BMX cleaning

F. Bianchini

18 September 2022.

Scope and outline

Hello there, this posting discusses some of the efforts to "clean" the BMX data. The ultimate goal here is to perform a cross-correlation between BMX and low-z galaxies mapped out by SDSS.

The big picture

First of all, let's have a look at the data we're playing with. The pager below shows the waterfall plots corresponding to the individual BMX observations and the respective SDSS galaxy templates. Here we're using the full frequency range (cut0). The red dashed lines show the science frequency band. The region below the white dashed line indicates the "training" patch that will be used to estimate the eigenvectors that we will subtract from the data region that overlaps with SDSS as well as from the SDSS templates.

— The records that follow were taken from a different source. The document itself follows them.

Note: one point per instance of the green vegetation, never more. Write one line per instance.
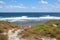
(48, 29)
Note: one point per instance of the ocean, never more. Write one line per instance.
(28, 18)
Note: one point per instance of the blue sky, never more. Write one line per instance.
(29, 5)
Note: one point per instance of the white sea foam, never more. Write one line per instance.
(25, 18)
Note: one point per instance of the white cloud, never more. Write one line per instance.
(16, 6)
(43, 2)
(2, 2)
(33, 7)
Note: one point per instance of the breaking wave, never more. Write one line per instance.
(25, 18)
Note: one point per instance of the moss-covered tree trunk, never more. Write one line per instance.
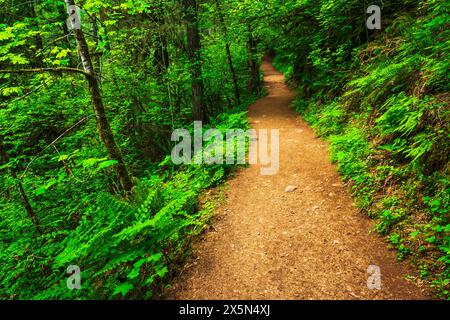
(193, 51)
(103, 126)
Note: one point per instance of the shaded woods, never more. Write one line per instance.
(86, 117)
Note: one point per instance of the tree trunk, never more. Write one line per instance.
(229, 57)
(102, 121)
(254, 83)
(4, 158)
(38, 61)
(193, 51)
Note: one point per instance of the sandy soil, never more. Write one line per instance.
(311, 243)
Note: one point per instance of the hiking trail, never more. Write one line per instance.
(311, 243)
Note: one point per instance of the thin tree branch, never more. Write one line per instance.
(51, 70)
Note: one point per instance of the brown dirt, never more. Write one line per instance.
(308, 244)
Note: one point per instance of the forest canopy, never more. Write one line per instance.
(87, 113)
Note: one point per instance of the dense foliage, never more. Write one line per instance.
(86, 119)
(381, 98)
(61, 203)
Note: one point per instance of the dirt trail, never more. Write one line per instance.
(308, 244)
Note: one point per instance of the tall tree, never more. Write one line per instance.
(229, 57)
(193, 51)
(103, 125)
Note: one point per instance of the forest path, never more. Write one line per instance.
(307, 244)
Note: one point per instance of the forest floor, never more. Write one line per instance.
(311, 243)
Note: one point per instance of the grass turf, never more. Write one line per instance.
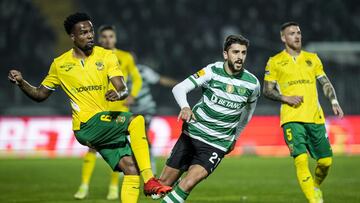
(237, 179)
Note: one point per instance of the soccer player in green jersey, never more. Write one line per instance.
(84, 73)
(212, 126)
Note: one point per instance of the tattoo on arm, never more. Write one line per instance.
(271, 92)
(38, 94)
(328, 89)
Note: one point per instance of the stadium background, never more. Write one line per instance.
(176, 38)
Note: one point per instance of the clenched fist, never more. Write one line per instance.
(15, 77)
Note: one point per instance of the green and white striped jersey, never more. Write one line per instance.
(224, 99)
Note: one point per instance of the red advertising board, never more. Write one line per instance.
(53, 137)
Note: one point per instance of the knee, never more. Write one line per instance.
(128, 166)
(187, 184)
(324, 162)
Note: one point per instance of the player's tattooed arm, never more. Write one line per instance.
(328, 89)
(121, 89)
(38, 94)
(270, 91)
(330, 93)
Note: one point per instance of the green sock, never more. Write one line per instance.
(177, 195)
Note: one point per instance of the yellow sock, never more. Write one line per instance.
(88, 167)
(304, 176)
(321, 171)
(114, 178)
(130, 189)
(140, 147)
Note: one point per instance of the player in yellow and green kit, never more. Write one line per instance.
(84, 73)
(107, 39)
(290, 78)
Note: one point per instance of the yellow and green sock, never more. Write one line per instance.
(130, 189)
(177, 195)
(88, 167)
(304, 176)
(321, 170)
(140, 147)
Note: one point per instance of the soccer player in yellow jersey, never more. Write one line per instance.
(290, 78)
(84, 73)
(107, 39)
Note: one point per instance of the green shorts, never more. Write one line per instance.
(106, 132)
(303, 137)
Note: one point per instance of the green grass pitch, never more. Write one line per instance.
(237, 179)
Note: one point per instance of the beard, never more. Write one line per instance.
(87, 47)
(295, 46)
(234, 65)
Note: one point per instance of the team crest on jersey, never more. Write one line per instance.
(99, 65)
(120, 119)
(199, 74)
(230, 88)
(291, 148)
(67, 66)
(241, 91)
(283, 63)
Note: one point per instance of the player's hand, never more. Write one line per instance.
(232, 147)
(293, 101)
(130, 100)
(112, 95)
(337, 110)
(186, 114)
(15, 77)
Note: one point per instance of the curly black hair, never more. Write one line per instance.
(235, 39)
(106, 27)
(288, 24)
(72, 19)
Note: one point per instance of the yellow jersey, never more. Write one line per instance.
(129, 69)
(297, 77)
(84, 81)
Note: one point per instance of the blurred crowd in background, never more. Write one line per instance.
(176, 38)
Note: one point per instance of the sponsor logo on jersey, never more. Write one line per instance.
(241, 90)
(99, 65)
(283, 63)
(67, 66)
(106, 118)
(299, 82)
(229, 88)
(86, 88)
(226, 103)
(199, 74)
(120, 119)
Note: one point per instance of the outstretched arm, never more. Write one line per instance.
(270, 91)
(329, 92)
(38, 94)
(121, 91)
(167, 81)
(179, 92)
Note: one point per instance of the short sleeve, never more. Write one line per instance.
(113, 66)
(52, 80)
(202, 76)
(255, 94)
(149, 74)
(270, 72)
(319, 69)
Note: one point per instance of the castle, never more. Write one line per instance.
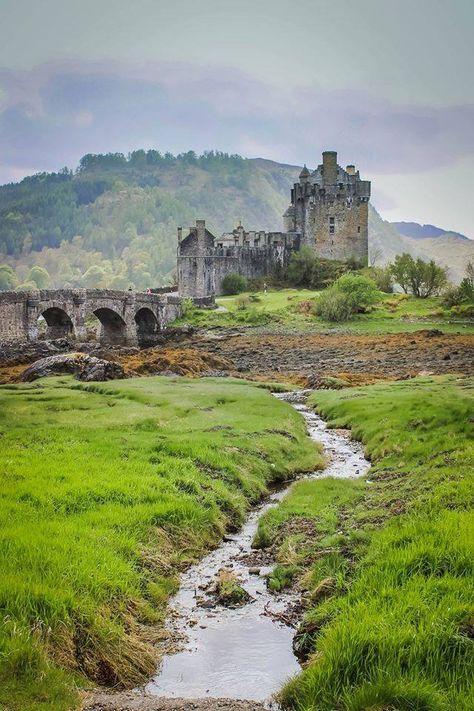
(328, 213)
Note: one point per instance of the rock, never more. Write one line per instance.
(84, 367)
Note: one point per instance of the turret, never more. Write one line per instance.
(289, 219)
(329, 168)
(304, 175)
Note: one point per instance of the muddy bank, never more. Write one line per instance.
(130, 701)
(396, 356)
(304, 359)
(243, 651)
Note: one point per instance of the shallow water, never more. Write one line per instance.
(243, 653)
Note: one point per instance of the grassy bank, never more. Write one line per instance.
(108, 490)
(290, 309)
(386, 565)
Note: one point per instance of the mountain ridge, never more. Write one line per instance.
(113, 221)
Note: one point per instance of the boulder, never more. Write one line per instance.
(82, 366)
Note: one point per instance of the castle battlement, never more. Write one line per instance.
(328, 212)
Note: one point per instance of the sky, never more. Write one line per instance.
(386, 83)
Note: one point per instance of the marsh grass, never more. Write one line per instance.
(291, 309)
(389, 573)
(108, 491)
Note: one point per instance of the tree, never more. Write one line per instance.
(93, 277)
(400, 270)
(7, 278)
(421, 278)
(361, 291)
(39, 276)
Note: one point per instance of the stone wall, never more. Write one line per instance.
(202, 275)
(126, 318)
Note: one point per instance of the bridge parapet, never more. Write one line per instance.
(126, 317)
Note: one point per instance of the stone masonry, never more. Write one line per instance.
(328, 213)
(126, 318)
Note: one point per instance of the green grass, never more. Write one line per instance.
(279, 310)
(388, 573)
(108, 490)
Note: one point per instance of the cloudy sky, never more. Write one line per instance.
(386, 83)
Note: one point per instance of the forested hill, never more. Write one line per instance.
(112, 222)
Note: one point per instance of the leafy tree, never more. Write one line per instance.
(39, 276)
(361, 291)
(93, 277)
(333, 305)
(7, 277)
(401, 270)
(234, 284)
(421, 278)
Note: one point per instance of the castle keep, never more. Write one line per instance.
(328, 213)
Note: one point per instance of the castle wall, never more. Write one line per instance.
(200, 276)
(350, 237)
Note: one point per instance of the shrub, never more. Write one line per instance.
(420, 278)
(333, 305)
(361, 291)
(453, 296)
(242, 303)
(309, 271)
(233, 284)
(383, 279)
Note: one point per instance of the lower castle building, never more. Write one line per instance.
(328, 213)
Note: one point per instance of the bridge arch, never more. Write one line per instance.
(113, 329)
(58, 322)
(147, 325)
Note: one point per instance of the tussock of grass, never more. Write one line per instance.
(292, 308)
(394, 629)
(105, 498)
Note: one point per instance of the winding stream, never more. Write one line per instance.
(246, 652)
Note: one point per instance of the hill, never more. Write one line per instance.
(417, 231)
(113, 221)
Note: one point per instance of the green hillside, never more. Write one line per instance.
(112, 222)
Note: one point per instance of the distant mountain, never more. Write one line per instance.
(113, 221)
(417, 231)
(449, 249)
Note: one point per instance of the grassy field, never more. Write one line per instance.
(288, 309)
(108, 490)
(386, 565)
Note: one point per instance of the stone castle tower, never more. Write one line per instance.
(328, 213)
(329, 210)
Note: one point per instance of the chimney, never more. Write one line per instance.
(329, 168)
(201, 234)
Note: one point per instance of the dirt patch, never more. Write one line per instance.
(130, 701)
(361, 359)
(180, 361)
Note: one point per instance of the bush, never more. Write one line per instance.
(234, 284)
(420, 278)
(333, 305)
(453, 296)
(242, 303)
(360, 290)
(383, 279)
(309, 271)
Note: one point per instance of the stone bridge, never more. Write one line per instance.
(126, 317)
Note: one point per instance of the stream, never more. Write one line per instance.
(244, 652)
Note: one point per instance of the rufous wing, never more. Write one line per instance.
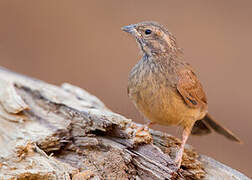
(191, 89)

Let's establish some notation, we can call the 2d data matrix containing the intensity at each timestamp/frequency $$ T \equiv T(t, \nu)= T_{t\nu}. $$

bigpic pager — Spectrogram of the individual BMX observations and corresponding SDSS templates. The red dashed lines indicate the science frequency band and the region below the dashed white line denote the "training" patch. Note that we have downsampled the full spectrogram by a factor 10x in time (timestamps are spaced by about 9 seconds).

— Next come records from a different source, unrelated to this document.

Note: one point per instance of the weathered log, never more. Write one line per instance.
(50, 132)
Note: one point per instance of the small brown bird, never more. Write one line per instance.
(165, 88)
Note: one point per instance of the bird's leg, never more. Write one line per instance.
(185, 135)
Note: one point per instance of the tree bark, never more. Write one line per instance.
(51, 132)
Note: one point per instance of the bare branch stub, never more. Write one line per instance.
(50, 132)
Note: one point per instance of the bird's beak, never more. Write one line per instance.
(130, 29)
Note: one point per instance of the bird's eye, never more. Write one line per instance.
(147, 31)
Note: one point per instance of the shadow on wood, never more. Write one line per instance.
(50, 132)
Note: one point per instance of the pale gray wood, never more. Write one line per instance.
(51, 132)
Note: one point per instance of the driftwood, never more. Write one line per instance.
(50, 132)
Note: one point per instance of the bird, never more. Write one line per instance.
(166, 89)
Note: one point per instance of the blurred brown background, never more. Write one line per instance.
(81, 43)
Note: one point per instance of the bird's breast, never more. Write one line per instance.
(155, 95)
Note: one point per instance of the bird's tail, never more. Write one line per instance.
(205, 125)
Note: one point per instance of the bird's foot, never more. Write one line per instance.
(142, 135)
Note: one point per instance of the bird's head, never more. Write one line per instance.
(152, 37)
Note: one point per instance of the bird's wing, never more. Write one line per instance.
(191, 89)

Spike flagging and removal

BMX data are awesome but not free of residual RFI and other junk we want to throw away.

To get rid of spikes we proceed as follows. For each time bin we:

Look at first derivative of the spectra and identify discontinuities;
Fill in using the median of neighboring pixels and take care of any NaNs;
Apply a Savitzky-Golay filter to straighten any residual kinks.

spikes pager — Outcome of the cleaning procedure. You can see both slices in frequency at three different times or the full spectrogram before/after cleaning (including their relative difference).

After cleaning, we can look at the average signal in frequency and time.

avg pager — Average signal in frequency/time before (blue line) and after (orange line) applying the despiking procedure outlined above.

Suppressing gain fluctuations

To suppress the $1/f$-like component that we see in the frequency average (attributed to gain fluctuations in the system), we proceed as follows:

Start from the "despikes" $T_{t\nu}$ and calculate the average in frequency $T_{t\nu}/\langle T_{t\nu}\rangle_{\nu}$;
Calculate power spectrum, low-pass filter (0.03 Hz) to get the 1/f looking component;
For each frequency bin, divide $T_{t\nu}/\langle T_{t\nu}\rangle_{\nu}$ by the curve obtained at the previous step.

PCA

Ok, here's the juicy part. After removing spikes and gain fluctuations from our data cube (both the training and the data patch), we move on to estimate the covariance matrix and its eigenspectrum from the training patch. Defining the intensity contrast as $$ \delta \equiv \delta(t, \nu)= \delta_{t\nu} = \frac{T_{t\nu}}{\langle T_{t\nu}\rangle_{t}}-1. $$ we can then

Calculate covariance matrix as C = ⟨δᵀδ⟩;
Get eigenvalues/spectra;
(From each time bin) deproject $N_{\rm PCA}$ components as $\delta(t) \to \delta(t)-\sum_i^{N_{\rm PCA}} \frac{\delta(t)\cdot v_i}{|v_i \cdot v_i|}v_i$

Note that we use the covariance/eigenvectors from the training patch to deproject noisy modes from the data patch!

Conclusions

We're not screwed.